Mr. Wale Edun, the Nigeria’s minister of Finance and Coordinating Minister of Economy, has highlighted reason why not less than 800 companies shut down in 2023.
Edun made this disclosure in a statement on Tuesday during the ministerial press briefing in Abuja.
Wale Edun, said that the government of President Tinubu was not responsible for the economic conditions that led to the shutdown of about 800 companies.
According to him, the reasons;
- Market instability
- Unfufilled Promises
- Breaches of Contract
- Foreign Exchange Market
- General Economic Instability
- Broken promises
- Lack of adherence to promises
He added that these issues are currently being addressed by the current administration.
According to him, “Our government inherits the assets and liabilities of the previous administration. The 800 companies or so did not make up their minds overnight. They stayed until they could stay no more.
“The conditions which send them packing are no more. Those conditions were a foreign exchange market that was in no way fit for business where there was no liquidity.
“They were the general economic regime marked by instability, broken promises, lack of adherence to contract and so on.
“The new environment which investors face is one in which inflation is being attacked and eventually lead to lower interest rates where investors can use the very vibrant domestic market to add their own equities and invest,” Edun said.

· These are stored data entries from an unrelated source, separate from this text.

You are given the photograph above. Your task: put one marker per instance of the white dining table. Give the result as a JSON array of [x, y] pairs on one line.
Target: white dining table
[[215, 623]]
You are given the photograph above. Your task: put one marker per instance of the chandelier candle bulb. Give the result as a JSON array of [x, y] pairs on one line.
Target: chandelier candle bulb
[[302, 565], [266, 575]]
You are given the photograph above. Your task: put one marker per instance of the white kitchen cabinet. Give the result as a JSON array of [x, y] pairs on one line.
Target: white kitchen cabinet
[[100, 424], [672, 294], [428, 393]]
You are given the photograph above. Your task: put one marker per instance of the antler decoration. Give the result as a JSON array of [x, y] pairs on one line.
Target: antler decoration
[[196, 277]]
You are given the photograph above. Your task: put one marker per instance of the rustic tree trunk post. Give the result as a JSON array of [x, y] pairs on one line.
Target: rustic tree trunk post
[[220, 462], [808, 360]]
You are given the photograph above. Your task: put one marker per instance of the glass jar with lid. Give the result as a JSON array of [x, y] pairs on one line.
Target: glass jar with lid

In February this year, the Manufacturing Association of Nigeria (MAN), reported a concerning trend within its industry, indicating that about 767 manufacturing companies shut down operations in Nigeria in 2023.
In addition, the association noted that another 335 companies were in distress financially in the same year.
According to MAN, this development is attributed to various economic difficulties, including exchange rate volatility, rising inflation, and a general worsening of the investment climate.
“The manufacturing sector is already beset with multidimensional challenges. In year 2023, 335 manufacturing companies became distressed and 767 shut down.
“The capacity utilization in the sector has declined to 56%; interest rate is effectively above 30%; foreign exchange to import raw materials and production machine inventory of unsold finished products has increased to N350 billion and the real growth has dropped to 2.4%,” the spokesperson for MAN said in a statement.
According to the Nigeria Bureau of Statistics (NBS), Nigeria records a drop in GDP to 2.9% in the first quarter of 2024, lower than the rate recorded in the fourth quarter of 2023 which was 3.46%.
In the non-oil sector, the GDP growth was 2.80% in real terms during Q1 2024. This growth rate was 0.02 percentage points higher than the same quarter in 2023, but 0.28 percentage points lower than Q4 2023.
Key drivers in the first quarter of 2024 included Financial and Insurance (Financial Institutions), Information and Communication (Telecommunications), Agriculture (Crop Production), Trade, and Manufacturing (Food, Beverage, and Tobacco), all contributing to positive GDP growth.
In real terms, the non-oil sector contributed 93.62% to the nation’s GDP in Q1 2024, which was slightly lower than the 93.79% recorded in Q1 2023 and the 95.30% recorded in Q4 2023.